Taking an Aspirin a Day? Here’s Why You NEED to Stop

In All Health Watch, General Health by INH Research

Back in 1948, a doctor from California, named Dr. Lawrence Craven, recommended folks take an aspirin a day to reduce the risk of a heart attack. (This recommendation was based on what he observed with his own patients.)

And nearly 75 years later, many doctors continue to hammer us with the idea that taking an aspirin a day can shield your heart.

So, it may come as no surprise that nearly 29 MILLION Americans – many of them seniors – take a daily low-dose aspirin.

But here’s the thing: a lot has changed since Dr. Craven’s infamous recommendation.

See, while daily aspirin may be best known for heart health… new studies reveal why it may be doing your heart (and body) a lot more harm than good! 

So, if you’re currently taking a daily aspirin (or have been told you should), you’re going to want to keep reading…

According to the U.S. Preventive Services Task Force (USPSTF) – an independent panel composed of experts in disease prevention and evidence-based medicine – people over the age of 60 should not start taking daily, low-dose aspirin to prevent cardiovascular events like heart attacks or strokes.

Why?

Well, in a nutshell, the risks of taking a daily aspirin far outweigh any benefits.

For example, aspirin for older adults with low risk (and no prior history of heart attack or stroke) are at a greater risk of gastrointestinal bleeding, according to the American College of Cardiology and the American Heart Association.

And three large, extensive clinical trials, following more than 47,000 older patients, highlighted these dangers.

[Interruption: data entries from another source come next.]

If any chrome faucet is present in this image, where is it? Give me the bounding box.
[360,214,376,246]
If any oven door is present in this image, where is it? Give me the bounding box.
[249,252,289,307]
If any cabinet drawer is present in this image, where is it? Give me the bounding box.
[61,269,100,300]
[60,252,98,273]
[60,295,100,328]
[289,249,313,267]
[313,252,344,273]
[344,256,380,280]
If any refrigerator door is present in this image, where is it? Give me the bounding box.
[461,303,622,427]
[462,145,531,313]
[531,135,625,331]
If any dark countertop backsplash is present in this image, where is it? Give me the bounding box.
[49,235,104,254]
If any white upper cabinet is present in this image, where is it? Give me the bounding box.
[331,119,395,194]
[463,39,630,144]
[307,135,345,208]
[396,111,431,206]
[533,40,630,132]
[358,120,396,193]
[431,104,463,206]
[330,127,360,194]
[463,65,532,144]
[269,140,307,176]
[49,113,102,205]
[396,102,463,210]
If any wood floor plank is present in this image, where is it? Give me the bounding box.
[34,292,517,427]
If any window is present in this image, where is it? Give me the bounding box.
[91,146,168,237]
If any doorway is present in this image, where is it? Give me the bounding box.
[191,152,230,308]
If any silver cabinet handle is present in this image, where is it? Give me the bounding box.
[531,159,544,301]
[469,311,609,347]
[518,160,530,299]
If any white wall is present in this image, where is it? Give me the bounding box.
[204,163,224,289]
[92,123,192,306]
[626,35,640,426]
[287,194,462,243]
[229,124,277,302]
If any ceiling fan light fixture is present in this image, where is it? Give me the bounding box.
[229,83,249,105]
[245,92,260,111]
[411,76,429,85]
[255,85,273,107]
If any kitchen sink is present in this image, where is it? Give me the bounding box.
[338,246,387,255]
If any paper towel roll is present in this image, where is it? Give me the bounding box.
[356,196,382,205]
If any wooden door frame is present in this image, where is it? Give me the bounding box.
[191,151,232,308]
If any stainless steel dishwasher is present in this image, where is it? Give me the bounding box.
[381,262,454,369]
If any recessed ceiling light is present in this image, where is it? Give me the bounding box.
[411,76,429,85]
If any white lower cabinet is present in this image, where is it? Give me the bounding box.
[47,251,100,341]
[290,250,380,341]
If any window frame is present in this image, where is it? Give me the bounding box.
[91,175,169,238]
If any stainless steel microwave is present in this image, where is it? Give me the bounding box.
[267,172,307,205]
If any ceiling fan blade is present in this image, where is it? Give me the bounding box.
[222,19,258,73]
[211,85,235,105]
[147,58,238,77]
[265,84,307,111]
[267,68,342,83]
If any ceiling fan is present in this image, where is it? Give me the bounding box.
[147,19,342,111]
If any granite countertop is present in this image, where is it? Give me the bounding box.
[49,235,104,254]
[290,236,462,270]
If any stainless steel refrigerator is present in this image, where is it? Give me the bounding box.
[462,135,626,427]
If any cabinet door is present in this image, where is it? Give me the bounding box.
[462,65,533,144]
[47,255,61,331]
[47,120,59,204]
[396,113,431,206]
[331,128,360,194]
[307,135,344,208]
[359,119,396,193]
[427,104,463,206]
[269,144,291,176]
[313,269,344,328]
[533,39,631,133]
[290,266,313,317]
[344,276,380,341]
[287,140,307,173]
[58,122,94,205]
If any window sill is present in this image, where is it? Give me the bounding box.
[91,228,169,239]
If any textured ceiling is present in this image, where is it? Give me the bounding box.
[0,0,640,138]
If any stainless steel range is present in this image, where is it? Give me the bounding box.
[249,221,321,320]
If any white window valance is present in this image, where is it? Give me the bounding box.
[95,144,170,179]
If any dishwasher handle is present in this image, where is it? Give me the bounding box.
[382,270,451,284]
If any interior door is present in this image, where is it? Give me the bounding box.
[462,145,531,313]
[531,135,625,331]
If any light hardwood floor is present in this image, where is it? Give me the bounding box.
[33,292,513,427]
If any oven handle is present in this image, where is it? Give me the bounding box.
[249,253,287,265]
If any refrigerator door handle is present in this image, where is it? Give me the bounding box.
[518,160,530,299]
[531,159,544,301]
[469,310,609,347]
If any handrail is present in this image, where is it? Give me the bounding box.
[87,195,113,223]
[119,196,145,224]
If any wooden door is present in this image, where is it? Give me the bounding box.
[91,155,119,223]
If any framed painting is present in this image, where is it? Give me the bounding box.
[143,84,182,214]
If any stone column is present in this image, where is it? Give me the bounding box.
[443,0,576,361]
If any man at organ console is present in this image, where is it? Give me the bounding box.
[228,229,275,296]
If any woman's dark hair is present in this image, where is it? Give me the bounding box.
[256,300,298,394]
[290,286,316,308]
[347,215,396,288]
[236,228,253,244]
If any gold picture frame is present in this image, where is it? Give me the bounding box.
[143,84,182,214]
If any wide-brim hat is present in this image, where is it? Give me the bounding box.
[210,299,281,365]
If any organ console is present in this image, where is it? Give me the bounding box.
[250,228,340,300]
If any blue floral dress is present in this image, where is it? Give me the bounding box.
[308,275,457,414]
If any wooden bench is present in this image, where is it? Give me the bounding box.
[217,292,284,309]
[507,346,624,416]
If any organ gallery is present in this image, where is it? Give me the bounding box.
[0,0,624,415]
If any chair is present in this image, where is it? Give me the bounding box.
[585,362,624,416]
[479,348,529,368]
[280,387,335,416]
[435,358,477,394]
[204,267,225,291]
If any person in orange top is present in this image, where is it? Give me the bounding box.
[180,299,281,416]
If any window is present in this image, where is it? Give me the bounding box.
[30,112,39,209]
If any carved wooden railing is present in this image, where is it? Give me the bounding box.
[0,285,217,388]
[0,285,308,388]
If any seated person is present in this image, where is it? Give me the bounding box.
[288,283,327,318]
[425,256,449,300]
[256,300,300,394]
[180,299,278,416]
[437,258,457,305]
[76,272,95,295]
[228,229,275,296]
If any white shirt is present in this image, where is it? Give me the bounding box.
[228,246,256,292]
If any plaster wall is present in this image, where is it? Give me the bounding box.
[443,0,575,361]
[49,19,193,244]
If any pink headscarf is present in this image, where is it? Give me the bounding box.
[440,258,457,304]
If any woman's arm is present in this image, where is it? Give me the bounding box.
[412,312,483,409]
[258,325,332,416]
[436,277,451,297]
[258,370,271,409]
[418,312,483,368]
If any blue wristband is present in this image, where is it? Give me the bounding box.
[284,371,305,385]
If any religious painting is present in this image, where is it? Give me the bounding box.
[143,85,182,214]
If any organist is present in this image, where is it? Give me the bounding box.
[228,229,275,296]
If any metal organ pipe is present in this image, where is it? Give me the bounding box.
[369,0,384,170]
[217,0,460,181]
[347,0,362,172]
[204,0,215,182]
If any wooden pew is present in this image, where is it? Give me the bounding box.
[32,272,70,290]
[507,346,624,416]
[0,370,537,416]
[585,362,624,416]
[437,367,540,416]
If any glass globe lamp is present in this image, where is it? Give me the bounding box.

Two of the studies didn’t find any significant reductions in heart attack or stroke for those on daily aspirin – but did find an increased risk of bleeding.

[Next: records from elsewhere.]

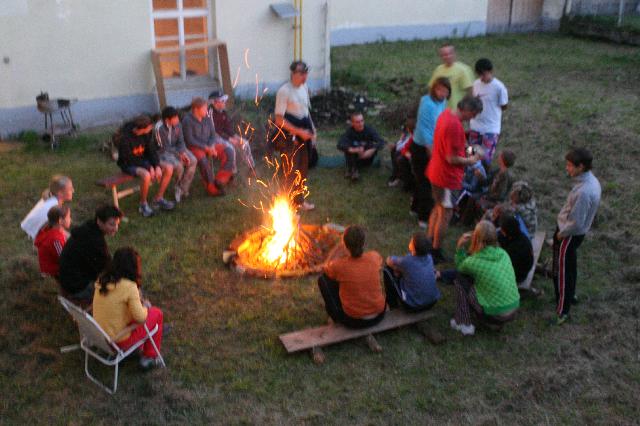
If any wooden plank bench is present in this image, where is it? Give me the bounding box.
[518,231,545,292]
[96,173,140,208]
[279,309,435,359]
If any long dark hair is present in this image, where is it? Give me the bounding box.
[98,247,141,295]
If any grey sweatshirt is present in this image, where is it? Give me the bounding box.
[154,121,187,155]
[182,113,216,149]
[558,171,601,238]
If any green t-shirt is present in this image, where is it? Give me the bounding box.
[429,62,473,111]
[456,246,520,315]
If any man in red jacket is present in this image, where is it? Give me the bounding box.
[425,95,482,263]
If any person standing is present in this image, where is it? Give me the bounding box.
[429,43,473,111]
[154,107,197,203]
[271,61,316,210]
[469,58,509,166]
[425,96,482,263]
[337,112,386,182]
[20,175,75,241]
[409,77,451,229]
[552,148,602,325]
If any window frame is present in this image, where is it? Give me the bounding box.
[149,0,215,83]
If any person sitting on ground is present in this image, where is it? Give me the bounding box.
[209,89,255,175]
[479,149,516,211]
[34,206,71,280]
[318,225,386,328]
[454,147,487,226]
[154,107,197,203]
[118,115,174,217]
[182,98,235,196]
[387,118,416,192]
[450,220,520,335]
[93,247,163,370]
[409,77,451,229]
[20,175,74,240]
[425,96,482,263]
[469,58,509,168]
[384,232,442,312]
[498,213,533,287]
[337,112,386,181]
[509,180,538,238]
[60,204,123,301]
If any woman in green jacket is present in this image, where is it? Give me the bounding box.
[451,220,520,335]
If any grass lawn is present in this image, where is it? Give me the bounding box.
[0,35,640,424]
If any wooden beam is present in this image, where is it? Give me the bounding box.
[151,50,167,110]
[217,43,233,107]
[279,309,435,353]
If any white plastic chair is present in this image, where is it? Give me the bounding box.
[58,296,166,395]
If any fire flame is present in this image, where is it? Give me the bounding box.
[260,195,297,265]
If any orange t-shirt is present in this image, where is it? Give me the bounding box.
[324,251,386,318]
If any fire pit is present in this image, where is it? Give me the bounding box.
[223,196,344,278]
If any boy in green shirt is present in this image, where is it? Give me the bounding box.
[429,43,473,111]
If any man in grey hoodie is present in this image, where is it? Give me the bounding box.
[552,148,601,325]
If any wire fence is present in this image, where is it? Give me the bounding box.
[567,0,640,29]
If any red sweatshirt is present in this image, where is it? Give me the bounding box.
[34,225,67,277]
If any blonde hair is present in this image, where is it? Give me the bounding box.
[469,220,498,254]
[42,175,71,200]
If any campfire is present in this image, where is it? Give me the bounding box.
[223,151,343,278]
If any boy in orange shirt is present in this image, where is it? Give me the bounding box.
[318,225,386,328]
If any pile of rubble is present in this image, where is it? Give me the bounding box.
[311,87,385,126]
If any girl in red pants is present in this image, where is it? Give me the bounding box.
[93,247,162,369]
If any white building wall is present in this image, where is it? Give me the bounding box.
[0,0,154,134]
[215,0,328,97]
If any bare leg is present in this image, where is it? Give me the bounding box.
[136,167,151,204]
[433,206,453,249]
[155,163,173,200]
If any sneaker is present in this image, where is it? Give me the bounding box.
[431,249,449,265]
[549,314,569,325]
[365,334,382,353]
[140,355,160,371]
[138,203,156,217]
[449,318,476,336]
[153,198,176,210]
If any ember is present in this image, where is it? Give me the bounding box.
[224,155,343,278]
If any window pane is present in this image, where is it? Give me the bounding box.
[153,19,178,39]
[184,16,208,39]
[153,0,178,10]
[182,0,207,9]
[187,46,209,76]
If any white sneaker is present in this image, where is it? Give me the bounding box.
[449,318,476,336]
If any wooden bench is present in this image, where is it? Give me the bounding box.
[279,309,435,360]
[96,173,140,208]
[518,231,545,292]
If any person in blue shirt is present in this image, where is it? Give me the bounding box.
[410,77,451,229]
[383,232,442,312]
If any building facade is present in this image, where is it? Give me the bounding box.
[0,0,490,137]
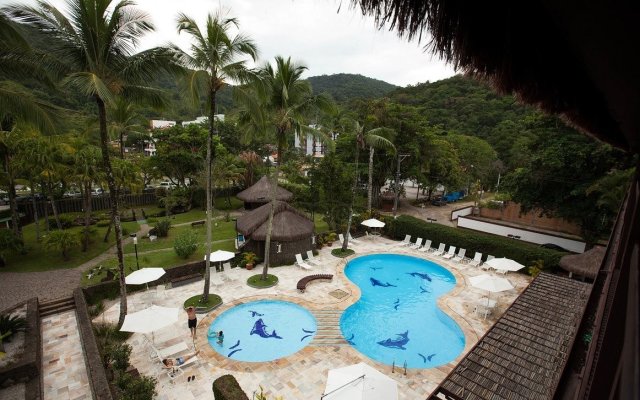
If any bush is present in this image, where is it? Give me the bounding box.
[173,231,198,258]
[385,215,567,268]
[153,219,171,237]
[211,375,249,400]
[115,373,158,400]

And the third trial – which focused on people with diabetes (a higher risk group) – found a small reduction in cardiovascular events, but with a higher bleeding risk.

The studies revealed that the bleeding usually occurred in the gastrointestinal tract – but there were also potentially DEADLY brain bleeds and hemorrhagic strokes.

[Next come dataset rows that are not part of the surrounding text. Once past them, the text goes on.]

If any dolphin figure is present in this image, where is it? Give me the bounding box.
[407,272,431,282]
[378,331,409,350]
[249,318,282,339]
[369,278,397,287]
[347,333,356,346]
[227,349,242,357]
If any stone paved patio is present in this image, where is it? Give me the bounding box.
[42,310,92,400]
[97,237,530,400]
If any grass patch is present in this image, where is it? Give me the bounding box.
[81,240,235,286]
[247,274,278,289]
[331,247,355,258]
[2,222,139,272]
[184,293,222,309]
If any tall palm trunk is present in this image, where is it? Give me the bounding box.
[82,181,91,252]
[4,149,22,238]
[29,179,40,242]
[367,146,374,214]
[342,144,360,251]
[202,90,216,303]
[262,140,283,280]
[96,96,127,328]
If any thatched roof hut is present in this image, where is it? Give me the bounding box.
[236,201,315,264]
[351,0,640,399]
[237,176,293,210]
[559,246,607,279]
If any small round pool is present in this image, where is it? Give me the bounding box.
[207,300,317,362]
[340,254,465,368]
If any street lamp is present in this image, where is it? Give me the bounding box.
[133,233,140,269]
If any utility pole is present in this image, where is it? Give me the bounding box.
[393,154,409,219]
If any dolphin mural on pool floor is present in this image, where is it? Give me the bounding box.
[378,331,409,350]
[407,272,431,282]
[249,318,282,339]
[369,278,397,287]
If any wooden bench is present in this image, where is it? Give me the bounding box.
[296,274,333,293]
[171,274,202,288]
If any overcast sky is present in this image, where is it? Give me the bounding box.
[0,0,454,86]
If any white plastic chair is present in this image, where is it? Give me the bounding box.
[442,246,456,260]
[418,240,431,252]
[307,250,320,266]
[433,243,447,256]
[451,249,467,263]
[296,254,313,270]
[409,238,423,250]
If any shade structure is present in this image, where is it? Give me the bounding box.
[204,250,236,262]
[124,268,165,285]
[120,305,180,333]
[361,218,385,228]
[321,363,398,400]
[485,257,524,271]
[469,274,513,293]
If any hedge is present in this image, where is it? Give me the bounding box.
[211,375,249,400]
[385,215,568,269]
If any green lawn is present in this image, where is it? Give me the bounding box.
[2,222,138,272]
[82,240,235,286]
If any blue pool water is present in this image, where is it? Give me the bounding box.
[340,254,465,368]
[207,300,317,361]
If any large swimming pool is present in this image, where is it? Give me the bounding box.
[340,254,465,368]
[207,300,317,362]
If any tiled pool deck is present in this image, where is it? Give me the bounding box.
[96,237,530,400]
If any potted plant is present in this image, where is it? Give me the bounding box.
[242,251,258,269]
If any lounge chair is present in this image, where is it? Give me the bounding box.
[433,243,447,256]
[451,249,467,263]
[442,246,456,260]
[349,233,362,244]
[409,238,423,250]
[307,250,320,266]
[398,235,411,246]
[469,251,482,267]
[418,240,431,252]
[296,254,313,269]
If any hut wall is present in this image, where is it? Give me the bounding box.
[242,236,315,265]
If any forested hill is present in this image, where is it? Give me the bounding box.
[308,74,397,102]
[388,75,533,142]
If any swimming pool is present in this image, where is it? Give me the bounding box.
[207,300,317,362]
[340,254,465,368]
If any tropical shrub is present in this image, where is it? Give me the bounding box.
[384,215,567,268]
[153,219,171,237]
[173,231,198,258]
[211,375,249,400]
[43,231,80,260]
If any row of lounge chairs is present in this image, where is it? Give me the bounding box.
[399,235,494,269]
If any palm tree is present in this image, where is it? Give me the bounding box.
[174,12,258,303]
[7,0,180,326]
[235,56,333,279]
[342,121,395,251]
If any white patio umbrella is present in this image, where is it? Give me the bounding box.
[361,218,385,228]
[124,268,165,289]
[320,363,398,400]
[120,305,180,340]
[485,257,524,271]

While Dr. Craven’s findings may have set the bar high for aspirin and heart health decades ago… modern research has revealed that the risks of aspirin far outweigh the rewards!

My suggestion? If you’re currently taking aspirin, now’s a great time to have a conversation with your doctor to discuss these new-found risks.

Instead, I recommend trying one of Mother Nature’s alternatives to aspirin – like magnesium.

Magnesium helps your heart muscle cells relax by countering calcium, which stimulates contractions. These minerals compete with each other to ensure heart cells contract and relax properly.

And studies have even found supplemental magnesium more effective than aspirin in lowering heart attack rates as well as overall death rates.